Strona główna
David Villa, który ucierpiał w ostatnim spotkaniu ligowym z Getafe i nie uczestniczył we wczorajszej sesji treningowej, uważa że Valencię stać na ogranie nawet najlepszej obecnie drużyny w Europie- FC Barcelony, w najbliższym, wyjazdowym meczu na Nou Camp. Villa zamierza wrócić już do treningów, aby móc zagrać w tym arcyważnym, niedzielnym spotkaniu.
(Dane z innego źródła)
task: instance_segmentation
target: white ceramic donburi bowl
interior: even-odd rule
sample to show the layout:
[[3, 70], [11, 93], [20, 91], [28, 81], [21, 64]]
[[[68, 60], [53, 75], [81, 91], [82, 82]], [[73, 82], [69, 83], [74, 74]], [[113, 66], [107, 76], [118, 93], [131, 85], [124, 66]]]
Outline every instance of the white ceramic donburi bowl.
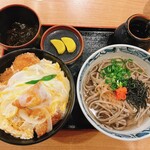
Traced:
[[118, 58], [118, 57], [124, 59], [125, 58], [133, 59], [134, 62], [143, 67], [146, 70], [146, 72], [150, 75], [150, 53], [146, 52], [145, 50], [125, 44], [110, 45], [102, 49], [99, 49], [84, 62], [79, 72], [77, 79], [77, 97], [79, 105], [87, 120], [98, 131], [112, 138], [124, 141], [135, 141], [146, 137], [150, 137], [150, 118], [145, 119], [145, 121], [138, 127], [135, 126], [131, 129], [124, 131], [110, 130], [104, 127], [102, 124], [100, 124], [96, 119], [94, 119], [94, 117], [89, 113], [86, 104], [83, 100], [82, 83], [89, 69], [94, 64], [97, 64], [98, 62], [101, 62], [104, 59]]

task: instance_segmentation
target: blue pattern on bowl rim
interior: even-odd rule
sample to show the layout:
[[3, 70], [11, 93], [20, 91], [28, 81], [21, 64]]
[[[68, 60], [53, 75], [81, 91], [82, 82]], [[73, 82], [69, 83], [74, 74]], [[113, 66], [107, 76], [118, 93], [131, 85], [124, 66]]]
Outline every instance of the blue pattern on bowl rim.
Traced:
[[110, 130], [107, 130], [106, 128], [102, 127], [100, 124], [96, 123], [94, 121], [94, 119], [87, 113], [87, 108], [82, 101], [82, 95], [80, 93], [80, 91], [82, 91], [81, 90], [81, 88], [82, 88], [81, 81], [83, 79], [84, 72], [87, 70], [87, 68], [96, 59], [98, 59], [99, 57], [102, 57], [106, 53], [116, 53], [119, 51], [137, 56], [137, 57], [143, 59], [145, 62], [147, 62], [150, 65], [150, 54], [148, 52], [146, 52], [145, 50], [142, 50], [141, 48], [138, 48], [135, 46], [126, 45], [126, 44], [115, 44], [115, 45], [110, 45], [110, 46], [104, 47], [104, 48], [96, 51], [84, 62], [83, 66], [81, 67], [81, 70], [79, 72], [78, 80], [77, 80], [77, 91], [79, 91], [79, 92], [77, 92], [78, 102], [79, 102], [80, 108], [81, 108], [82, 112], [84, 113], [85, 117], [97, 130], [103, 132], [104, 134], [106, 134], [110, 137], [113, 137], [113, 138], [116, 138], [119, 140], [124, 140], [124, 141], [140, 140], [140, 139], [150, 136], [150, 127], [139, 133], [129, 134], [129, 135], [111, 132]]

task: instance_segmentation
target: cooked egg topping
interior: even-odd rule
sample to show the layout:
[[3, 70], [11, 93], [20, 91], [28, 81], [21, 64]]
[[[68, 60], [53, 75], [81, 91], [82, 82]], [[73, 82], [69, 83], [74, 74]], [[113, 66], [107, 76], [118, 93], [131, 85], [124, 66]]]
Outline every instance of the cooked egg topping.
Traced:
[[[55, 76], [40, 80], [49, 75]], [[65, 114], [70, 83], [58, 63], [42, 59], [0, 86], [0, 129], [14, 137], [31, 139], [34, 131], [39, 137]]]

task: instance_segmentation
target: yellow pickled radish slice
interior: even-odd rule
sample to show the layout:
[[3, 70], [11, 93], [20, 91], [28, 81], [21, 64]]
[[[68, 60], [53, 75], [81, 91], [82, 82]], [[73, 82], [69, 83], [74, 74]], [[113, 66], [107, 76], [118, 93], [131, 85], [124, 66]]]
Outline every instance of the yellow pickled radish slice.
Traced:
[[67, 51], [69, 53], [73, 53], [76, 50], [76, 43], [75, 43], [75, 41], [72, 38], [70, 38], [70, 37], [62, 37], [61, 40], [66, 45]]
[[12, 105], [12, 101], [5, 100], [0, 105], [0, 112], [6, 118], [11, 118], [16, 115], [18, 108]]
[[64, 43], [59, 39], [52, 39], [50, 42], [53, 44], [53, 46], [56, 48], [58, 54], [63, 54], [66, 50], [66, 47]]

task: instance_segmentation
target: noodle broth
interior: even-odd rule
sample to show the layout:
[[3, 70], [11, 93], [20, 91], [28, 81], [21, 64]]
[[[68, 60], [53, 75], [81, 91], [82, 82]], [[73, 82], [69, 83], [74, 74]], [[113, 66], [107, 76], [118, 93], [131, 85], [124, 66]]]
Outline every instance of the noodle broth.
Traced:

Samopoczucie po odniesionym urazie

"Nie chcę, żeby ominęło mnie tak ważne spotkanie. Odczuwam jeszcze skutki urazu, ale zamierzam już wznowić normalne treningi, lub chociażby zajęcia pod okiem fizjoterapeutów."

Tabela ligowa

"W obecnej chwili, jak udawadniają wyniki i tabela ligowa, są trzy zespoły w bardzo wysokiej formie- Barcelna, Sevilla i Valencia. Tej niedzieli dwa z pośród nich spotkają się w bezpośredniej rywalizacji. Będzie to na pewno mecz kolejki, jeśli nie nawet mecz sezonu. Chcemy wygrać i udowodnić, że zespołem który obecnie prezentuje najwyższą formę jesteśmy właśnie my."

Silny rywal

"Nasz najbliższy rywal to obecnie bez wątpienia najsilniejszy zespół w Europie. Mecz z nimi będzie szczególnie trudnym i wielkim wyzwaniem, tymbardziej, że odbędzie się na boisku przeciwnika. Nie uważam jednak że należy nas spisać na straty. Mamy silny, wyrównany skład, w zeszłym roku byliśmy gorsi kadrowo, a ostatecznie zremisowaliśmy wyjazdowe spotkanie, wówczas nawet niewiele brakło, a utrzymalibyśmy prowadzenie do końca spotkania."

Błędy przeciwnika

Nie możemy liczyć na to, że nasi rywale w najbliższym spotkaniu popełnią podobne błędy jak przed sezonem. Jednak na pewno będziemy mieli inne sytuacje, stworzone przez nas zespół, które my- napastnicy, będziemy musieli wykorzystać. Nie ważne jednak w jaki sposób, ważne żeby kontynuować dobrą passę, i w najbliższym spotkaniu odnieść zwycięstwo."